Importantly, because CPG publication occurs at least 24 months after author selection, it takes years to fully implement changes to CPG development policy; thus, these recently implemented changes remained invisible to the investigatory methods used by Irwig et al. (1).


We also wish to highlight the Society’s other ongoing efforts to ensure objectivity in its CPGs. For example, the Society has long used an extensive CPG review process that explicitly includes formal reviews of draft CPGs by experts with no relevant conflicts of interest.
The Society has also taken steps to improve demonstrable adherence to the Grading of Recommendations Assessment, Development and Evaluation system; and we carefully assess our guidelines using either the National Guideline Clearinghouse Extent Adherence to Trustworthy Standards tool or the Appraisal of Guidelines for Research and Evaluation II tool.
Moreover, we are actively developing more detailed and transparent descriptions of our CPG methodology.
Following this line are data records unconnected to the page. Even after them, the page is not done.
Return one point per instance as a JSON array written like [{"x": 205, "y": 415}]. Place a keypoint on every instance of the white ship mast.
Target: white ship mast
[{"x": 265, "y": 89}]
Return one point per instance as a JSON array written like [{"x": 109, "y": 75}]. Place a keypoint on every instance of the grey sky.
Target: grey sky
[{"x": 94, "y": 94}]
We agree with Irwig et al. (1) that when writing committee members have dualities of interest, we as a Society need to do a better job at reporting our efforts to manage such dualities (e.g., an author with relevant conflicts is not allowed to draft guideline sections related to the conflict).
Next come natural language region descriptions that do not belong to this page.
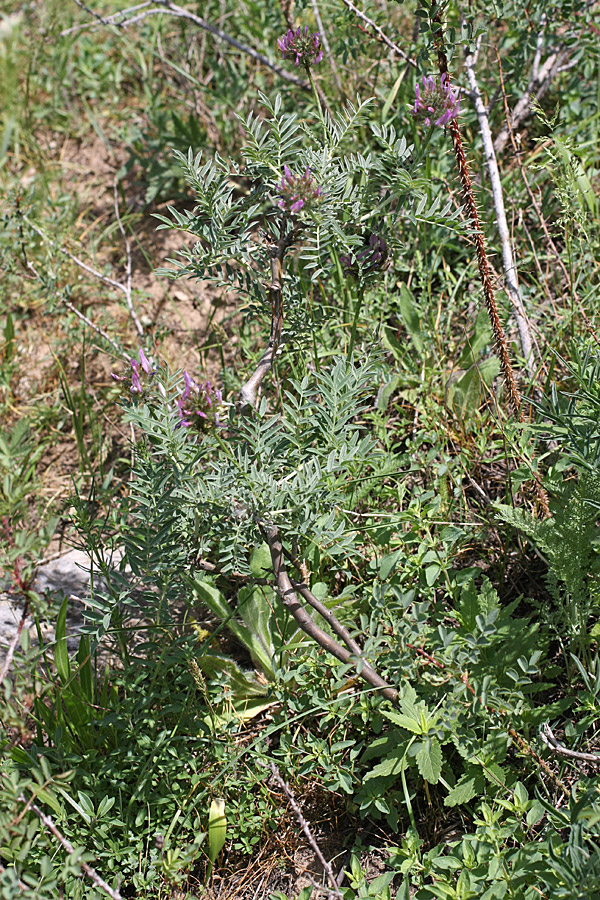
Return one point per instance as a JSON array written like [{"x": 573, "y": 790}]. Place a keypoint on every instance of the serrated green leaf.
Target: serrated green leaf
[
  {"x": 465, "y": 789},
  {"x": 391, "y": 765},
  {"x": 260, "y": 561},
  {"x": 407, "y": 722},
  {"x": 429, "y": 760}
]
In summary, the Endocrine Society aims to provide high-quality, evidence-based clinical guidance to clinicians who treat patients with endocrine disorders, and we aspire to a CPG development process that fully complies with current CPG best practices.
In 2016, the Society initiated substantial efforts to strengthen its CPG development policy, and the Society is committed to continuing these efforts—all with a view to producing the most reliable and trustworthy clinical practice guidelines possible.
We recognize that good-faith attempts to enhance transparency and to reduce conflicts of interest (real or apparent) will ultimately serve the best interests of patients and providers.
The Society also holds itself accountable to all its stakeholders. In this regard, we express our sincere appreciation to Irwig et al. (1) for their manuscript.